Some factors shown to increase anxiety include very high levels of social contact, dysfunctional patient-caregiver relationships, and high physical dependency. Other factors that can negatively impact anxiety in older adults include boredom, social isolation, and unmet physical needs for proper nutrition, warmth, and cleanliness, for example. Pharmacologic treatment options for those with panic disorder can include a short course of benzodiazepines and long-term SSRIs or SNRIs. Cognitive behavioral therapy has proven to be a particularly effective nonpharmacologic approach to treatment of anxiety and panic. As-needed medications for anxiety can be helpful in the initial weeks of treatment as the therapeutic effect of SSRIs and SNRIs is approached. Useful medications for as-needed treatment of anxiety include low-dose trazodone (25 or 50mg every 4-6 hours as needed). Other options might include gabapentin, mirtazapine, or low-dose propranolol.
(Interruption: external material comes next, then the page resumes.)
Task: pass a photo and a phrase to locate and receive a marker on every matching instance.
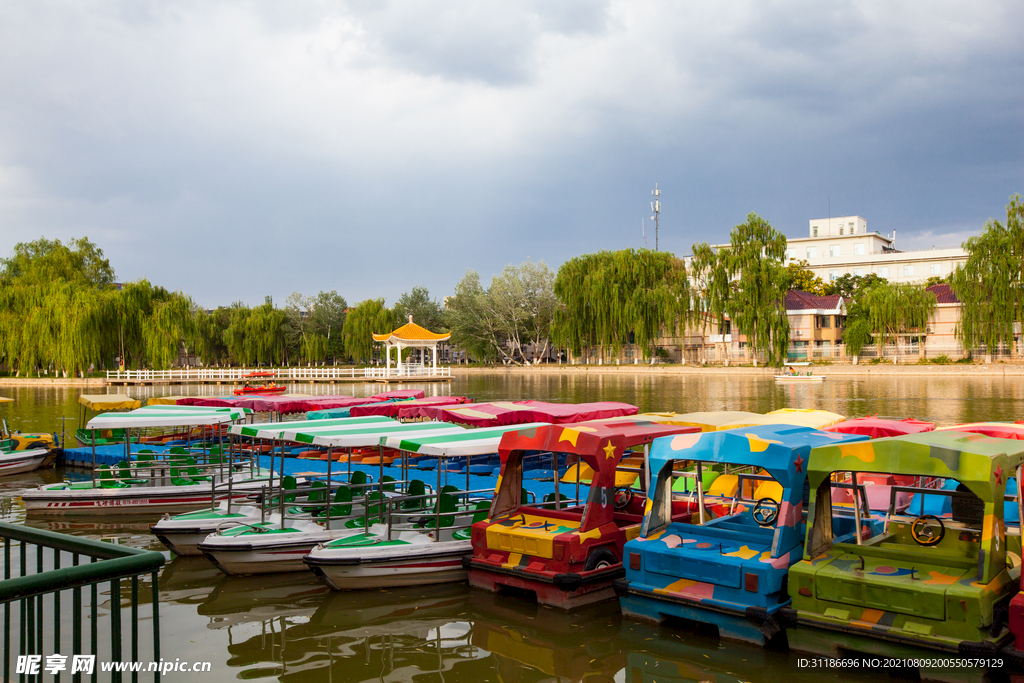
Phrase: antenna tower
(655, 208)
Primary health care providers and mental health professionals are likely to be engaged with family or care staff with questions regarding end-of-life care issues in those in the terminal stages of major neurocognitive disorders. Those who provide care in the long-term care setting should be familiar with issues regarding end-of-life care in MNCD. Palliative care is an approach to medical care that focuses on providing relief from pain, other symptoms, and the physical, emotional, and psychosocial stress that individuals with serious illnesses may experience. The primary goal of palliative care is to improve the quality of life for patients and their families, particularly when dealing with complex, chronic, or terminal medical conditions. Hospice care is appropriate for patients that are entering the terminal stage of illness and is provided through a licensed hospice agency. The hospice care model focuses on improving comfort and quality of life. It is a holistic approach that encompasses physical, emotional, social, and spiritual support and can be provided in almost any care setting.
The implications of unrecognized pain in those with MNCD are far-reaching. Untreated pain can lead to the destabilization of psychiatric conditions such as anxiety, depression, and agitation. Those with cognitive impairments are more likely to have longer waits for the evaluation of pain and receive weaker analgesia.As needed pain medications given to those with MNCD in the LTC setting may depend too heavily on the judgment of those inadequately trained to assess pain. Regularly scheduled pain medications may be a more appropriate option. Always keep the possibility of medication error in the differential diagnosis for apparent changes in mental status. Inadequate pain control negatively impacts mental health in older adults. Those with MNCD with inadequately controlled pain may present with atypical symptoms when compared to those without MNCD. Consider both pharmacologic and nonpharmacologic interventions when formulating a treatment plan for chronic pain in older adults. Opiates may have the best benefit/risk ratio for the treatment of chronic pain in some older adults.